Since the advent of the bus services in April 2005, thousands of people from both sides of the LoC apply for travel permits every year. The route is primarily for families divided by the border, though the application procedure is long and drawn out. Prospective passengers are forced to submit 12 copies of their application to the deputy commissioners of Muzaffarabad and Rawalakot in Azad Jammu and Kashmir (AJK) and the passport offices in Jammu and Srinagar. Of greater concern is that, once a passenger applies, the waiting period seems to be unending.
With the launch of the Muzaffarabad-Srinigar bus service amidst great fanfare in April 2005, the process of restoring communication links between AJK and Indian administered Kashmir seemed to have finally restarted.
In January 2006, both countries agreed to start another bus service, linking Poonch and Rawalakot, which was launched in June of that year. By 2008, the two routes were running every week.

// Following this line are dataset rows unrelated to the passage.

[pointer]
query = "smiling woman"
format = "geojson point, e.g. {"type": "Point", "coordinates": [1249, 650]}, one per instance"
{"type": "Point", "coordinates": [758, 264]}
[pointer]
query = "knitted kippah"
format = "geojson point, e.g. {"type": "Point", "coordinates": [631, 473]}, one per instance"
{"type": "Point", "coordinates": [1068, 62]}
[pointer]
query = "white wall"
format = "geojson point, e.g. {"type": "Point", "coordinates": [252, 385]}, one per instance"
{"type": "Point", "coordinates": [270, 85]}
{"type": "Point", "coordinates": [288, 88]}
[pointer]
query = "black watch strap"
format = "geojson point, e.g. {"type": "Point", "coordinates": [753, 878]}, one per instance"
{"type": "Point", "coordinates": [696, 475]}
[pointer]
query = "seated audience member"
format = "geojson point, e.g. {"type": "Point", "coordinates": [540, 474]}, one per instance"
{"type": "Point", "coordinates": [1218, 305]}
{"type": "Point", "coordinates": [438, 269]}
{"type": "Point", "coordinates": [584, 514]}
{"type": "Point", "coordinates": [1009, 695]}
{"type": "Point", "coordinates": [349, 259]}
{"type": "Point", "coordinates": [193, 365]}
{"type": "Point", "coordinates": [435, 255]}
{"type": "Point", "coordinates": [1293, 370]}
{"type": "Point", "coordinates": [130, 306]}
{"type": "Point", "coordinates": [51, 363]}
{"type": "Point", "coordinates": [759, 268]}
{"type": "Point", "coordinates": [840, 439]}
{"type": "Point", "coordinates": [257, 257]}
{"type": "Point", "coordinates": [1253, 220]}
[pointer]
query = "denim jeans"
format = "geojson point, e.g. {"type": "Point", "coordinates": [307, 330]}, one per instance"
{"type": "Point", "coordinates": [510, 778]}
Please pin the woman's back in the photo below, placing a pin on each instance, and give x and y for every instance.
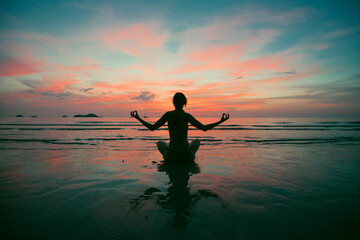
(178, 126)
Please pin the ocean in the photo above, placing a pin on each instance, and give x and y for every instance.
(253, 178)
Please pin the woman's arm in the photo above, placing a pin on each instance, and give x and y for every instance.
(150, 126)
(200, 126)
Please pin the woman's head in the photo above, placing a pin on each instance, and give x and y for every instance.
(179, 100)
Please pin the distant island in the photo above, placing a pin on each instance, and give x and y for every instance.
(87, 115)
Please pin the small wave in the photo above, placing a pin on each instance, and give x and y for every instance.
(52, 141)
(301, 141)
(67, 129)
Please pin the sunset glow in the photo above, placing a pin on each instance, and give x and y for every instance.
(111, 57)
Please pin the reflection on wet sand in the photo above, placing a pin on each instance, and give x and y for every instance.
(178, 199)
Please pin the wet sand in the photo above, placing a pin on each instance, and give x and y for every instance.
(122, 190)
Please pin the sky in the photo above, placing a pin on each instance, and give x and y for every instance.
(247, 58)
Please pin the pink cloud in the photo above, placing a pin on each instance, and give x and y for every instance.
(135, 39)
(20, 66)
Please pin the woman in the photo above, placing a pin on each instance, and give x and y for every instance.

Among many hoping for a travel permit is 79-year-old Saeeda Begam, a Mirpur-based refugee belonging to a divided Kashmiri family who had to leave her ancestral village in Gurden Rajouri, Indian-administered Kashmir, along with her parents at the age of 15 in 1947.

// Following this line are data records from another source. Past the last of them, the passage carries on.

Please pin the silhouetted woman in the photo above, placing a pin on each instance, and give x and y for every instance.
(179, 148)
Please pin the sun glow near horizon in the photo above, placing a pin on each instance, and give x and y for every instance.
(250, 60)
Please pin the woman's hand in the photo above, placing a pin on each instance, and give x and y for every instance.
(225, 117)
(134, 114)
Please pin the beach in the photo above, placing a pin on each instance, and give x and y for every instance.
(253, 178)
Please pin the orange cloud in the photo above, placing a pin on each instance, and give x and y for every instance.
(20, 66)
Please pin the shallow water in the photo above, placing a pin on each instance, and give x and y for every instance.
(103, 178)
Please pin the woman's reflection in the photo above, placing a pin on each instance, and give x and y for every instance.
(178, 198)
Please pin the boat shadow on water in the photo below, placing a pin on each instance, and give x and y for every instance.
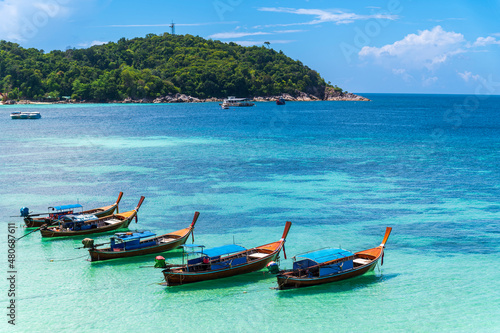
(356, 283)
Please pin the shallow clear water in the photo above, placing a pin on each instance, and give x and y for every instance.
(340, 171)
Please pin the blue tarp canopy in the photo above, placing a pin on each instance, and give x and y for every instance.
(66, 207)
(221, 250)
(125, 236)
(325, 255)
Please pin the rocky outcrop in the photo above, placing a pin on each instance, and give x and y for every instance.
(332, 94)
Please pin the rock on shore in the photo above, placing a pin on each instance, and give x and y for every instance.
(330, 94)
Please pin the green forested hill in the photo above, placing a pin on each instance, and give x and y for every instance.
(151, 67)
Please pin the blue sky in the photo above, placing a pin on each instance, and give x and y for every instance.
(363, 46)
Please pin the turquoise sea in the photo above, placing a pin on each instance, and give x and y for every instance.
(426, 165)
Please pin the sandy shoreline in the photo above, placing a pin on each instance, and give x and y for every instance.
(182, 98)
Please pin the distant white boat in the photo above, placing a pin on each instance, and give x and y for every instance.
(25, 115)
(233, 101)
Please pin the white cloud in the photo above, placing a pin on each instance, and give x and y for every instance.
(429, 81)
(230, 35)
(484, 41)
(466, 76)
(427, 49)
(167, 24)
(322, 16)
(403, 73)
(21, 20)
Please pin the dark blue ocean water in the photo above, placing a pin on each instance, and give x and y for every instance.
(426, 165)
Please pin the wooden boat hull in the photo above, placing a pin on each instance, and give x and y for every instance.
(105, 254)
(54, 232)
(285, 282)
(180, 238)
(103, 225)
(178, 275)
(365, 261)
(175, 279)
(98, 212)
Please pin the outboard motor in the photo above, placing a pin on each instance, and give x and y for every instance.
(25, 212)
(273, 267)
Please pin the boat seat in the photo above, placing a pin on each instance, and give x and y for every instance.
(361, 261)
(257, 255)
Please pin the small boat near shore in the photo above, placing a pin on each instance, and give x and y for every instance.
(56, 212)
(25, 115)
(329, 265)
(131, 244)
(224, 261)
(76, 225)
(236, 102)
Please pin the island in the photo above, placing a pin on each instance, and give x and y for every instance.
(158, 69)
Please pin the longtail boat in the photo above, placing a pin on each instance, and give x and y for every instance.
(224, 261)
(329, 265)
(130, 244)
(75, 225)
(57, 212)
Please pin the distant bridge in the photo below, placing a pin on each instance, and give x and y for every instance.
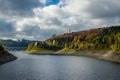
(16, 48)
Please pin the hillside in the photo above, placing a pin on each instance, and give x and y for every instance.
(95, 39)
(15, 43)
(5, 56)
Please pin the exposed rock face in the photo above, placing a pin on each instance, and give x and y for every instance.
(5, 56)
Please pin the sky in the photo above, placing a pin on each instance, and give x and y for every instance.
(40, 19)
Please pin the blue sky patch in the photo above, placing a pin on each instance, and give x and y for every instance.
(52, 2)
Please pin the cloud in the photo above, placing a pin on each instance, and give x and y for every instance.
(18, 7)
(31, 19)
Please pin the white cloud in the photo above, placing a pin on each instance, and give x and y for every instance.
(75, 14)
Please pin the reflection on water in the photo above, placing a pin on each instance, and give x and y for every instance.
(49, 67)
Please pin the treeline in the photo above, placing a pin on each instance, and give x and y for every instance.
(94, 39)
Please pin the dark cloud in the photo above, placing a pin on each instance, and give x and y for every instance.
(104, 8)
(18, 7)
(6, 27)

“Despite repeated attempts,” her son Hafiz Maqsood Mirza says, “to visit her brothers and sisters she can’t get a travel permit. Both the governments of India and Pakistan should respect human rights and values by introducing a liberal regime.” Describing his mother’s wait of 64 years, Mirza seems to have lost hope, as his mother is now paralysed.

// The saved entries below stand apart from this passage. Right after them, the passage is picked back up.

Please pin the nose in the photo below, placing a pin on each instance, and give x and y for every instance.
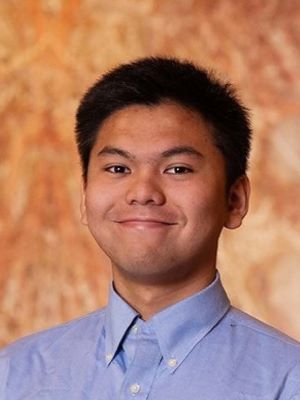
(145, 190)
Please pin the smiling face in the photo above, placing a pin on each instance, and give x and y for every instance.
(155, 198)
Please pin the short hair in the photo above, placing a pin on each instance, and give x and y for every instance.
(154, 80)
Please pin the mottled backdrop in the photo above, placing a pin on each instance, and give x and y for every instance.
(50, 52)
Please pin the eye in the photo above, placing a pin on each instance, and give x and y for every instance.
(118, 169)
(178, 170)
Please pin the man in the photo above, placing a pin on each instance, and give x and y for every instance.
(164, 149)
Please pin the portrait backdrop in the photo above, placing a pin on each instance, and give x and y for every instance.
(51, 51)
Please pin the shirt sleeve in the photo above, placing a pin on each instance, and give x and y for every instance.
(4, 370)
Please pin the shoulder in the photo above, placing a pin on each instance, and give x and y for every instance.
(62, 341)
(253, 334)
(255, 327)
(50, 355)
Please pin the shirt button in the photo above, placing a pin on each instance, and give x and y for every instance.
(172, 362)
(135, 388)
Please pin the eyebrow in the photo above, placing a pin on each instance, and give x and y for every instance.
(177, 150)
(108, 150)
(173, 151)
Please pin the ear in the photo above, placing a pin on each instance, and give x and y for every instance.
(238, 202)
(83, 217)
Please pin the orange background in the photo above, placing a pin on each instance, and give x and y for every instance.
(51, 51)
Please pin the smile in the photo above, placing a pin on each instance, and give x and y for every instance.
(144, 223)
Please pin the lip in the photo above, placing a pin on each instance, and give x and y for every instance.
(144, 223)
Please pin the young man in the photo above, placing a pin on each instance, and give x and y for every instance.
(164, 149)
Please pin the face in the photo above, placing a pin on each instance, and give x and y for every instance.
(155, 198)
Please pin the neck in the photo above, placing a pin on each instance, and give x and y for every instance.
(149, 299)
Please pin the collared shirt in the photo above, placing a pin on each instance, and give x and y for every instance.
(199, 348)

There are several stories in this vein. A 74-year-old refugee from Jammu, Mirza Javed Akhter, filed his documents to the ofice of the deputy commissioner of Muzaffarabad in July 2010. His wait, like thousands of others, goes on. When he inquired about the status of his application, Mirza was told that it had been forwarded to the designated authority across the line of control in Srinagar, but there has been no development since.
Kashmiri writer Ershad Mahmud agrees that the procedure to obtain a travel permit is very cumbersome: “It is very difficult even for those who are fully eligible and qualify in all areas.” He observed that the upcoming Pakistan-India working group meeting could finally resolve the issue.
“Both governments should introduce swap entry passes to citizens so that there can be free movement through the opening of all historical and natural routes between AJK and Indian-administered Kashmir,” he says.
A local scholar, Syed Waqas Ali Kausar, also believes that the LoC bus service has chronic procedural delays in terms of entry permits and administrative hiccups. He stresses the diplomatic importance of the bus service in helping to foster a culture of peace in the region.
Published in The Express Tribune, April 5th, 2012.